In many states, courts are required to determine whether a pay if paid, or pay when paid contract clause functions as a risk-shifting clause, or merely a timing mechanism. This can be a tough challenge. Fortunately, pay if paid clauses in California are easy to figure out: they are unenforceable as a matter of public policy.
Pay If Paid Clauses in California
The leading opinion on pay if paid clauses in California contracts was issued by the Supreme Court of California in 1997 for the case Wm. R. Clarke Corp. v. Safeco Insurance Company (15 Cal.4th 882).
Before even discussing the facts that led to the dispute in Clarke, the court gives us a really impressive overview of how pay if paid provisions are interpreted in other states. The court devotes a lot of attention to New York, South Carolina, Illinois, and Wisconsin, where pay if paid provisions “have been declared void and unenforceable” either by statute or as a matter of public policy by the courts. Since this was the first time the Supreme Court of California had ruled on the enforceability of a pay if paid clause, the choice the court had to make was clearly an important one: Should pay if paid clauses be permitted or prohibited in the state?
In 1990, the owner of a commercial building hired Keller Construction Co., Ltd. (Keller) as general contractor on a project to rehabilitate the building. Keller then subcontracted with a wide variety of parties, including the plaintiff, Wm. R. Clarke Corp. (Clarke). At the owner’s insistence, Keller obtained a payment bond from Safeco Insurance Company (Safeco).
Once “substantial work” was done on the project, the owner stopped sending money to the general contractor, Keller then refused to keep paying the subcontractors, including Clarke. As a result, the subcontractors, again including Clarke, filed mechanics liens on the property and later sued to foreclose on them.
At trial (and later on both appeals), Safeco argued that it had no duty to pay any of the subcontractors since it was protected by the “pay if paid” clauses in each of the subcontracts, the language of which is recounted below:
Contractor shall have no obligation, legal, equitable or otherwise, to pay Subcontractor for Work performed by Subcontractor unless and until Contractor is paid by the Owner for the Work performed by Subcontractor. Furthermore, in the event Contractor is never paid by Owner for Subcontractor’s Work, then Subcontractor shall forever be barred from making, and hereby waives, in perpetuity, any claim against Contractor therefor.

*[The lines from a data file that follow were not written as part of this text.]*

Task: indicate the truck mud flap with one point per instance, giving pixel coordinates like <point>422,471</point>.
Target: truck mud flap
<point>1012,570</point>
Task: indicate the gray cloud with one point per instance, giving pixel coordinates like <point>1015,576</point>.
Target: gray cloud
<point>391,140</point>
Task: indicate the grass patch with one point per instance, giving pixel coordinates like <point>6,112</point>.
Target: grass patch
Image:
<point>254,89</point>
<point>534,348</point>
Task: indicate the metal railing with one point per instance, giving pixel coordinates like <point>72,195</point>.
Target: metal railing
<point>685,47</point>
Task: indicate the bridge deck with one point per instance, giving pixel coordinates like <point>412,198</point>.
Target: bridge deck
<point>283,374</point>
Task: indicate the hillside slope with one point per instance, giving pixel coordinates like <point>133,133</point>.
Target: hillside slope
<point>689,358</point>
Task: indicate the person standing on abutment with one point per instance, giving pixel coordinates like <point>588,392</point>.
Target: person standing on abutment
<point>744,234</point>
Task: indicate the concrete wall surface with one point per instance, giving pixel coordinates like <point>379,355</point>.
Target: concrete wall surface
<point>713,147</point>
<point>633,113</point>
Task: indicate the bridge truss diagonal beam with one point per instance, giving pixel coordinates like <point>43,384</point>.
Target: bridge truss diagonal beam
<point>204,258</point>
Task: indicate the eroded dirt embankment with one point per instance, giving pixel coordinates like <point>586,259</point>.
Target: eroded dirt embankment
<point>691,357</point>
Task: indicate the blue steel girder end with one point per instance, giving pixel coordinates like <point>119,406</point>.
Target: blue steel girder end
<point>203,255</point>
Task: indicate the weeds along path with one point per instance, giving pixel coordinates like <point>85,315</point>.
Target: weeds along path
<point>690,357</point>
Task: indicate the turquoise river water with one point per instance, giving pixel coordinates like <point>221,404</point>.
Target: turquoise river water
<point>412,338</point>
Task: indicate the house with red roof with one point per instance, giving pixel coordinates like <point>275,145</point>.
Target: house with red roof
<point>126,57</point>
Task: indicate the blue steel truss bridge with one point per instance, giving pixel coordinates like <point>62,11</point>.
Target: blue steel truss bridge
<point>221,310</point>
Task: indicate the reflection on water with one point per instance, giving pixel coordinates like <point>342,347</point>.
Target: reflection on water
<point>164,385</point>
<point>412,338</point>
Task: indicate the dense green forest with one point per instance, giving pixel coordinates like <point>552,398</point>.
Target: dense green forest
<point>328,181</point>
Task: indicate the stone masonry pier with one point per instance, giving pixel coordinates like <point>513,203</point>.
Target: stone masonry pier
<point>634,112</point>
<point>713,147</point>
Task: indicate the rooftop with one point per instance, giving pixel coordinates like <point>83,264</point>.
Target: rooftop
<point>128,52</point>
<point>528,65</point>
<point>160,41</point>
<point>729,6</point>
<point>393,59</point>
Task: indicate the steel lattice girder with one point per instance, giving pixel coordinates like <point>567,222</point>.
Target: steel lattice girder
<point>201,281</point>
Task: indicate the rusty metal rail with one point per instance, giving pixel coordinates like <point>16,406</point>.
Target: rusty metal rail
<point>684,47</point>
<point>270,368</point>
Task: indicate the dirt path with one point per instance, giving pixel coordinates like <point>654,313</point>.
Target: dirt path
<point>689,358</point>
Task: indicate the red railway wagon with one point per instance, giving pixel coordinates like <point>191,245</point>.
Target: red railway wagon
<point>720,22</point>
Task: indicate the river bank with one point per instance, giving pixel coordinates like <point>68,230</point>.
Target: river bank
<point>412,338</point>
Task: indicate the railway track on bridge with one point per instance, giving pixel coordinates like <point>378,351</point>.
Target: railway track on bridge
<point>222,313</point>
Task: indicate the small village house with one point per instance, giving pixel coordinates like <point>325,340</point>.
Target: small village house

Both lower courts disagreed with Safeco’s argument and instead sided with the subcontractors on contractual grounds. After Safeco appealed the judgment against it twice, the matter came before the Supreme Court of California.
The California Supreme Court affirmed the lower courts’ judgments against Safeco, but this time the decision was made on public policy grounds. In the court’s own language:
We conclude that pay if paid provisions like the one at issue here are contrary to the public policy of this state and therefore unenforceable because they effect an impermissible indirect waiver or forfeiture of the subcontractors’ constitutionally protected mechanic’s lien rights in the event of nonpayment by the owner.
In the court’s eyes, subcontractors have a constitutional right to be able to utilize a mechanics lien in order to get paid. Any contractual provision that attempts to take away that right is against California public policy, and as such, in not allowable.
Pay If Paid Clauses on California Public Projects
Although the Supreme Court of California has not ruled explicitly on pay if paid provisions on public projects, several California courts of appeal have. The leading case in the context of pay when paid clauses is Capitol Steel Fabricators, Inc. v. Mega Construction Co. (58 Call.App.4th 1049) and the resulting opinion issued by the California Court of Appeal, Second District, Division 5. Much like the holding in Clarke, the court concluded that pay when paid clauses violate public policy and are not enforceable.
The court of appeals first discussed how pay if paid clauses are interpreted in more than 20 jurisdictions, including federal and state courts from all over the country. Finally, after discussing how the pay if paid clause attempted to create a condition precedent to Capitol getting paid, the court concluded that Safeco’s arguments were “unpersuasive” and that, extending the holding in Clarke, held that:
the general contractor’s liability to its subcontractor for work performed on a public works project may not be made contingent on the governmental entity’s payment to the general contractor.
Thus, in California, no matter if the contract is public or private, it is against the state’s policy to make subcontractor payment contingent upon payment from the owner to the contractor. The take-away is clear: In California, the contractor is responsible for paying all subcontractors, even if the owner never pays the contractor.